I asked if it seemed like this kind of use of AI would wind up costing a lot of jobs in the game industry.

Berman said, “Building games that are beloved is a deeply creative and thoughtful process, which we believe will always require a human touch. The emergence of AI tools have empowered Lil Snack, a small developer, to find product market fit quicker than ever by activating an ultra streamlined consumer feedback loop.”

Berman added, “And with continued success, we intend to invest further to create more job opportunities in order to build an even better product for consumers. We have found the new AI tools also enable other creatives to step into the game development process, often for the first time, leading to new takes on game design. Fresh perspectives will be critical to our success, as we tackle a very big vision of bringing play into industries outside the traditional games space.”

Investor support

Lil Snack raised $3.1 million from investors.

The company was able to raise its funding round thanks to the demo day in the last class of the A16z Games Speedrun accelerator. It was able to do a three-minute demo in front of 500 investors and other luminaries, Berman said.

“We’ve worked with a lot of teams at Lerer Hippeau, and Eric and Travis are hitting it out of the park,” said Ben Lerer, managing partner at Lerer Hippeau, in a statement. “Our experience operating and investing in many media and entertainment companies, as well as our continued affection for consumer-obsessed businesses, aligns beautifully with market timing and conditions for Lil Snack. The team’s ability to produce games at lightning speed and give players more topical content and less addictive, distracting noise found in other corners of the mobile gaming market makes Lil Snack extremely exciting for us.”

“Lil Snack creates immersive daily experiences for players, blending entertainment and gaming to redefine consumer experiences. Their forward-thinking vision aligns with Speedrun’s commitment to innovation,” said Josh Lu, A16z partner, in a statement.

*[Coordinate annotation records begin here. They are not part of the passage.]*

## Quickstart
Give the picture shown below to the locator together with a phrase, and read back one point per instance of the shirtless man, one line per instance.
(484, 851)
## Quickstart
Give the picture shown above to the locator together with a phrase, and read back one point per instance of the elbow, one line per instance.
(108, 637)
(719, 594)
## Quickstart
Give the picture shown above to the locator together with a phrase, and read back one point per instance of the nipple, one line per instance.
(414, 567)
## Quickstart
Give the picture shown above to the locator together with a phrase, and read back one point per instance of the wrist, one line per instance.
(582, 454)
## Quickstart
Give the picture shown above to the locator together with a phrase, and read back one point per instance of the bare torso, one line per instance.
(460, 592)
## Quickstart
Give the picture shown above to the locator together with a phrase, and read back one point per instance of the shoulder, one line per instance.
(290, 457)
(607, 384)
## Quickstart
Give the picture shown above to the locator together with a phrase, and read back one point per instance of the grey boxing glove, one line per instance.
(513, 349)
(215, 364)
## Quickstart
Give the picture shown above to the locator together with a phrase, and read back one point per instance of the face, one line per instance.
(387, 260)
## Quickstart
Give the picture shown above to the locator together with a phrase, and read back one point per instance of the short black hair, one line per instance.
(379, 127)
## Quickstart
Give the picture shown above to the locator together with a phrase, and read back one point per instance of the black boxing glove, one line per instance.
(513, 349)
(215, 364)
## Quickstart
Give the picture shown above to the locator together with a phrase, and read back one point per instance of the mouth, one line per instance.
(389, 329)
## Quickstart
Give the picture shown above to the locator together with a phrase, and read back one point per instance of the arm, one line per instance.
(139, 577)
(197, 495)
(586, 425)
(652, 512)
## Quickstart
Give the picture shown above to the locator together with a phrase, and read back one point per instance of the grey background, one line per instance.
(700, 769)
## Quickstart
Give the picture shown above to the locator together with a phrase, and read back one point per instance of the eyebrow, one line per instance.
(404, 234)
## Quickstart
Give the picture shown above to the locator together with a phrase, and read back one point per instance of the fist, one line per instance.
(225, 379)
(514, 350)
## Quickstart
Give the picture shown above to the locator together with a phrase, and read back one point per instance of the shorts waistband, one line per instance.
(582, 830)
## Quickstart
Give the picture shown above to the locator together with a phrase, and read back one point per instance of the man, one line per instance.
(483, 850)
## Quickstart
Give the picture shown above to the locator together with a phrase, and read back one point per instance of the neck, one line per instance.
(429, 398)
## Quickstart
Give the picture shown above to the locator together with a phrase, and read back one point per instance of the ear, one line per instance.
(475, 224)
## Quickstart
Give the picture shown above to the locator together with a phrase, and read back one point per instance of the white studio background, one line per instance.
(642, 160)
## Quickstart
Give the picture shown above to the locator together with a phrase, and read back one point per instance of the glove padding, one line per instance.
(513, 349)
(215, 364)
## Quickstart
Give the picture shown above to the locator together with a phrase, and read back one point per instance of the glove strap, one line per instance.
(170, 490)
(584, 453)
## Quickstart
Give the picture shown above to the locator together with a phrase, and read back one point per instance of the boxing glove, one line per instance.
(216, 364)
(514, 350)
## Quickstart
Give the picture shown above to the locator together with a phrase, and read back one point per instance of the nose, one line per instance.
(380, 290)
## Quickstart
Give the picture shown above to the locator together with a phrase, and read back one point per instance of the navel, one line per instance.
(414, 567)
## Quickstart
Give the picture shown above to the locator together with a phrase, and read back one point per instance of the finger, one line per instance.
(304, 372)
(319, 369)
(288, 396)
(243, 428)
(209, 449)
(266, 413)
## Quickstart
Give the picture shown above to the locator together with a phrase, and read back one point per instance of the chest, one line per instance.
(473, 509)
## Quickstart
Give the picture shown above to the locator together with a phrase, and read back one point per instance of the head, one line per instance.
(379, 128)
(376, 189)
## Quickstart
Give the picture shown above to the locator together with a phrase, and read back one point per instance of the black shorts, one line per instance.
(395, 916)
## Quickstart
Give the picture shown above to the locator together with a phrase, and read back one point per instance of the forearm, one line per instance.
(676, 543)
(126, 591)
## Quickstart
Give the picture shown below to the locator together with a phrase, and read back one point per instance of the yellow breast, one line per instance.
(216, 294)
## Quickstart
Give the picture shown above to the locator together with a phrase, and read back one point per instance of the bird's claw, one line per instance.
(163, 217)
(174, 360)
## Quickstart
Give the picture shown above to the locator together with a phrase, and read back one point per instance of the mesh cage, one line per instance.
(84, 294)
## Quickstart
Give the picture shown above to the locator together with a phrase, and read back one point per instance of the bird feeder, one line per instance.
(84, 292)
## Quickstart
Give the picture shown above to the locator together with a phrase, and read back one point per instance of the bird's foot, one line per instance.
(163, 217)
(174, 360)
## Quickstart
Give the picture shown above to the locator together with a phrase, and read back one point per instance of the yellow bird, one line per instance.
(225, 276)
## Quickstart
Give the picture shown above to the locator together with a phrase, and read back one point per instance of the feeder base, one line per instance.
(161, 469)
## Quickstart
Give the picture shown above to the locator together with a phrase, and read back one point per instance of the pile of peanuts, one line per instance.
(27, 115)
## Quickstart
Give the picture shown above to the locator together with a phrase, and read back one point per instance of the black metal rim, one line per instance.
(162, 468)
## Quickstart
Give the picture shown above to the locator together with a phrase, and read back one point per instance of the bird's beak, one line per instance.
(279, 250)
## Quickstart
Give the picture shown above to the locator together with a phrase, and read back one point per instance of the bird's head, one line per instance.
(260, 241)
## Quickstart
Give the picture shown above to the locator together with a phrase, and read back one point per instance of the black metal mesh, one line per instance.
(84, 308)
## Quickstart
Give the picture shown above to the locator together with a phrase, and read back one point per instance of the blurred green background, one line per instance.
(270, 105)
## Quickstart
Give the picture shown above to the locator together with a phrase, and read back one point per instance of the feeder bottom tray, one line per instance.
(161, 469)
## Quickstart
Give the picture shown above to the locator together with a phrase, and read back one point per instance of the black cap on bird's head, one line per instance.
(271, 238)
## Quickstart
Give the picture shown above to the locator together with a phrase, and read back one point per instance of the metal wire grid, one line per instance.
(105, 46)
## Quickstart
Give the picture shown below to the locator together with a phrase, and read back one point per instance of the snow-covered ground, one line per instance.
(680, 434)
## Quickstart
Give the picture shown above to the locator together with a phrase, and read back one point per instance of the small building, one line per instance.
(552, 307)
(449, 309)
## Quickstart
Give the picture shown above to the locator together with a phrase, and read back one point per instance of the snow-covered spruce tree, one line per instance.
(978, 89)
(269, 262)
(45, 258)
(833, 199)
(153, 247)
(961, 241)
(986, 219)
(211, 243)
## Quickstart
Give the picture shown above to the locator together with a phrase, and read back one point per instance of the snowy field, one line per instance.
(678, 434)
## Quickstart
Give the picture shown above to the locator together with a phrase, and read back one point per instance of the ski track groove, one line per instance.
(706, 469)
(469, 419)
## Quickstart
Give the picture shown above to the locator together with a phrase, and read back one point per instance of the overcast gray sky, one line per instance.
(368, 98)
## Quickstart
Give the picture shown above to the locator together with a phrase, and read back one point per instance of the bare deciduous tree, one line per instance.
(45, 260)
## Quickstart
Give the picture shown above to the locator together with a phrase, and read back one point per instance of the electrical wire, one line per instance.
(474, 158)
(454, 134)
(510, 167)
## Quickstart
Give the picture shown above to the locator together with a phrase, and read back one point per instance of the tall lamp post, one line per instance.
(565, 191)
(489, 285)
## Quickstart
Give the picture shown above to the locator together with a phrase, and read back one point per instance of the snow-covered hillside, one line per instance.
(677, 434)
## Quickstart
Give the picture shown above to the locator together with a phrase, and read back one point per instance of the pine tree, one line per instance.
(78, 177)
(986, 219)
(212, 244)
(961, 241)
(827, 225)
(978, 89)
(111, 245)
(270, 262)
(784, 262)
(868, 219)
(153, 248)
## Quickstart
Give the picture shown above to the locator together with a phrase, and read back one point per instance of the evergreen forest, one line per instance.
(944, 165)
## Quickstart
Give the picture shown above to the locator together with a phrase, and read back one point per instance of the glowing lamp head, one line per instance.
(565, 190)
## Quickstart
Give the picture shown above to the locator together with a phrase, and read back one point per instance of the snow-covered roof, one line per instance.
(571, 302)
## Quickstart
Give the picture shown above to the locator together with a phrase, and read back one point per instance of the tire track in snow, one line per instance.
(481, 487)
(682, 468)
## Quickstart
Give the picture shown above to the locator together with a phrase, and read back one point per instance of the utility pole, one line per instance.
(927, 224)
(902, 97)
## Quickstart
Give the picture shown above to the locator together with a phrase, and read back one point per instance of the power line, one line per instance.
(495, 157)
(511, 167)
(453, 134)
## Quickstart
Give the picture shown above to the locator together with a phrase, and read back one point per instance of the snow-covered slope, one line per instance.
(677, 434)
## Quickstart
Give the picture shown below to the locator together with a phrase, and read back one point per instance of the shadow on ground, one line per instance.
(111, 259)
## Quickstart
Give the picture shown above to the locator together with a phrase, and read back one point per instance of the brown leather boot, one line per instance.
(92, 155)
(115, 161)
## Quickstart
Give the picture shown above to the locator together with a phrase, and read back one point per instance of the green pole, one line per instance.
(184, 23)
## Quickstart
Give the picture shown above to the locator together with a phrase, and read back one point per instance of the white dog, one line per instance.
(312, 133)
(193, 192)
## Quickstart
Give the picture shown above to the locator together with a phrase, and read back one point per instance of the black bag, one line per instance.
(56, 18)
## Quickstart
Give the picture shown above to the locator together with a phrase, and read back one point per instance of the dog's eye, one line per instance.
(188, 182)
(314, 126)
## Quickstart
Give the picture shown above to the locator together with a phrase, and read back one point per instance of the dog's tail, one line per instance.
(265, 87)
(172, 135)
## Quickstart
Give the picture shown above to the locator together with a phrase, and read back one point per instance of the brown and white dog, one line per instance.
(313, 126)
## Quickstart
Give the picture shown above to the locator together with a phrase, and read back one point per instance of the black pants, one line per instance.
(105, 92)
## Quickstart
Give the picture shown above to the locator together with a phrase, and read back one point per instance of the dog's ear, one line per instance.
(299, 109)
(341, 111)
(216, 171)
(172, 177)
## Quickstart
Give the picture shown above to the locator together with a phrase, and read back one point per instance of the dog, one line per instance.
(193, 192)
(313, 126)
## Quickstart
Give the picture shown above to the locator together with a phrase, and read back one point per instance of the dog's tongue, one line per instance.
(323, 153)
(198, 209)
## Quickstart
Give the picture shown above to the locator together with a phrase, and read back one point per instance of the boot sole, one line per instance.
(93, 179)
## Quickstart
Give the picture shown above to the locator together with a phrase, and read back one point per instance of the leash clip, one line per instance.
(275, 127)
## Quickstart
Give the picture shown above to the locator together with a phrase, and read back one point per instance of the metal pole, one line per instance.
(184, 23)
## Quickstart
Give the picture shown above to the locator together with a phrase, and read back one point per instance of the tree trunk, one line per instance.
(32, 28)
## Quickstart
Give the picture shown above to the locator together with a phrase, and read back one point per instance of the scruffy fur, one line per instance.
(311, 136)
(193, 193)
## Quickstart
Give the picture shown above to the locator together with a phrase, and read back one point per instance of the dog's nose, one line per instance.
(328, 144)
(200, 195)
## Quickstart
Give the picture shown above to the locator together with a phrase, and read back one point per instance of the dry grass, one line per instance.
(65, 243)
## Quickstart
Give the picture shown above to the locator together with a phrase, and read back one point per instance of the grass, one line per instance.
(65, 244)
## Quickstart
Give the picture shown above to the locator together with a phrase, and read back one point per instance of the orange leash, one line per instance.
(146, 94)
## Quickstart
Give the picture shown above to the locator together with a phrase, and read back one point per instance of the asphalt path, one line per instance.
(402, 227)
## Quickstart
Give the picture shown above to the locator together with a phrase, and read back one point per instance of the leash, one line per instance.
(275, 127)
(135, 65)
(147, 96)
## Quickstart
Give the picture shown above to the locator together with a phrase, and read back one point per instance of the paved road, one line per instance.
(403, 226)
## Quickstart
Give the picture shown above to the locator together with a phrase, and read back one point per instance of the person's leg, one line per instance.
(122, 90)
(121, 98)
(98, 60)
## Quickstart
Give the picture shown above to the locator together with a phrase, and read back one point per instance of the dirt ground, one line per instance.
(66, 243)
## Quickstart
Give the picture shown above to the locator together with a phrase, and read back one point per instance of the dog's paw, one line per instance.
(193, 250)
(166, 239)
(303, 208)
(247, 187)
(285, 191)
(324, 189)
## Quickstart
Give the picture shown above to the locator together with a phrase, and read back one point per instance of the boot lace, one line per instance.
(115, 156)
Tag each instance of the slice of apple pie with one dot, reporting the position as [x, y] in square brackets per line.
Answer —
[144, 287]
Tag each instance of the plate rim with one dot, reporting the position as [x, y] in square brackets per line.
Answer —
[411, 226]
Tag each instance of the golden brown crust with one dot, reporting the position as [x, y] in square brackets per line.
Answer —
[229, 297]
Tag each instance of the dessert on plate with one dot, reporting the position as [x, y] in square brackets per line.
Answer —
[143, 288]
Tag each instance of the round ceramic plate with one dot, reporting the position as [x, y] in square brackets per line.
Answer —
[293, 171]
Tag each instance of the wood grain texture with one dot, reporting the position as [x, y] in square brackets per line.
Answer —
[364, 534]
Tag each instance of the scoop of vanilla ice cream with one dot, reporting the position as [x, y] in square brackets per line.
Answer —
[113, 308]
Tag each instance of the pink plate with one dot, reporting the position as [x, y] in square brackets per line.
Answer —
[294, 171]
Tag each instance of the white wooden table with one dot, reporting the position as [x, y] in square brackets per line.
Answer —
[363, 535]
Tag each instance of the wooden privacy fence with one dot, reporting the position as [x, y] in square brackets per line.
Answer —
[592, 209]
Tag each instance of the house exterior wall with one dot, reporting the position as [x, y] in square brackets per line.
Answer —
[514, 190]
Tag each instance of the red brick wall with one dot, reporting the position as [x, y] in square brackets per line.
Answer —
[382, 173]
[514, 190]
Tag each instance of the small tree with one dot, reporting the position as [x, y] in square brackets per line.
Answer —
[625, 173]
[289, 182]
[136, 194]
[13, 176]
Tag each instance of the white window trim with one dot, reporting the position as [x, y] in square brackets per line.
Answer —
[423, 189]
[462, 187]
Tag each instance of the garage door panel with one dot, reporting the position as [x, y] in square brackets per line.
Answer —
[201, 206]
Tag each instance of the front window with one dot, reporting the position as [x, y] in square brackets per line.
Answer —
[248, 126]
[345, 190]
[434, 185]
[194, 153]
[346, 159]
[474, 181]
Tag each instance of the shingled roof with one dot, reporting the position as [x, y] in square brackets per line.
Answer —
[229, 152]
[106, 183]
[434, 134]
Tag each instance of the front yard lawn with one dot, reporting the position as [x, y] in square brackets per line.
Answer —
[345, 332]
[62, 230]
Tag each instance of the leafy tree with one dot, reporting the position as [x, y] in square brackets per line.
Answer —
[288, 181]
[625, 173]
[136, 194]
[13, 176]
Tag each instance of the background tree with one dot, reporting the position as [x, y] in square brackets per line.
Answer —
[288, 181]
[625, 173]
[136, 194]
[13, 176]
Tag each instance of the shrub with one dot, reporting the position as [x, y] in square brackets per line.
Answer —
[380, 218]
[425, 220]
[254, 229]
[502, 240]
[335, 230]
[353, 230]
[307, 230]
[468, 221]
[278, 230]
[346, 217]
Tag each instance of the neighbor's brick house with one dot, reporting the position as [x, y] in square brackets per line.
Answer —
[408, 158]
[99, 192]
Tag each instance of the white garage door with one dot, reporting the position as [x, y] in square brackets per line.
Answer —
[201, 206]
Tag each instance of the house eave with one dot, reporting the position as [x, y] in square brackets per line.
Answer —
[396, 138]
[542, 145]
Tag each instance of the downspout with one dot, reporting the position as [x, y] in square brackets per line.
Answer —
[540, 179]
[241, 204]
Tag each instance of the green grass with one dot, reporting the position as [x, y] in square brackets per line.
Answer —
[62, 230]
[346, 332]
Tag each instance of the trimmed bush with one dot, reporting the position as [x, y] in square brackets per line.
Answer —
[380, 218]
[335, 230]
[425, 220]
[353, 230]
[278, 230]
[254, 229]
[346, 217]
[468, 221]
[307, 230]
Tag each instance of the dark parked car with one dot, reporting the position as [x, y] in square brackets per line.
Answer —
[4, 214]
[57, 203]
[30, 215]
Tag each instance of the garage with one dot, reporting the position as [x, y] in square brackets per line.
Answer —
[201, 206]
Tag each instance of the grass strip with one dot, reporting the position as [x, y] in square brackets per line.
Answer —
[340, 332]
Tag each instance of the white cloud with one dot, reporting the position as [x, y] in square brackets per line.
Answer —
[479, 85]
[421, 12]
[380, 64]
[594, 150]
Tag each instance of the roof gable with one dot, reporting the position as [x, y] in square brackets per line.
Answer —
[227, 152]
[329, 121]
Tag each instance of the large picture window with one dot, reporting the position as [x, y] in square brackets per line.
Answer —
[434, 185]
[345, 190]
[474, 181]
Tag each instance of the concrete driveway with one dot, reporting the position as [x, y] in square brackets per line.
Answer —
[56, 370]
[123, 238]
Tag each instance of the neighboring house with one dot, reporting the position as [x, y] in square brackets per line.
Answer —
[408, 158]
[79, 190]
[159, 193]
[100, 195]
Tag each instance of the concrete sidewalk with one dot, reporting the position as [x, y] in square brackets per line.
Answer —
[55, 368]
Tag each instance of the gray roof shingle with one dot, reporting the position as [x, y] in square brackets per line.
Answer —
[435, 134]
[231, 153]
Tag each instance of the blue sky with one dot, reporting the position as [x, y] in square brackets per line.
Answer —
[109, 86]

“Given the rise of snackable, casual, culturally relevant AI games, Lil Snack is the right product in the right market at the right time,” said Daniel Leff, managing partner at Waverley Capital, in a statement. “Furthermore, with Lil Snack’s early commercial traction as well as co-founders Eric and Travis’ vision and leadership, LilSnack has quickly emerged as the category leader.”

Daily competitors

Lil Snack has four people.

The New York Times is definitely competition with games like Wordle. But the experiences are very different.

Regarding the past work of HQ Trivia, Lil Snack’s team liked the daily part of that game show. But the result so far is pretty different from that experience, Chen said.

“I think one of the things that we think there’s a big opportunity for is diversity of play with in the daily combat experience,” Chen said. “With HQ Trivia, you get one type of play, which is kind of a four-answer trivia question. And that’s compelling. And we kind of see similar patterns happening across this kind of emerging daily game space where there is a site for this type of play, there’s a site for this type of play.”

He added, “We think we can bring all types of play together in one space through one ritual of play, one destination for play. You can answer questions in a Liar’s Dungeon, put trivia questions into a game, playing with images. One of the things that we’re really passionate on is just always being fresh and new and unexpected. We have about eight different game formats. We plan to launch a new format pretty much every single month and potentially retire old ones.”

Berman said that every platform is in the midst of launching games, including LinkedIn, Amazon Prime, YouTube and Netflix.

“We’re seeing that happen in categories where you wouldn’t expect to see games,” said Berman. “And we’re leaning into that in a pretty big way. While we’re going to be at this consistent place where you can come to do that, we are going to be working with a ton of other partners. And we’re already doing that six months in as a two-person team.”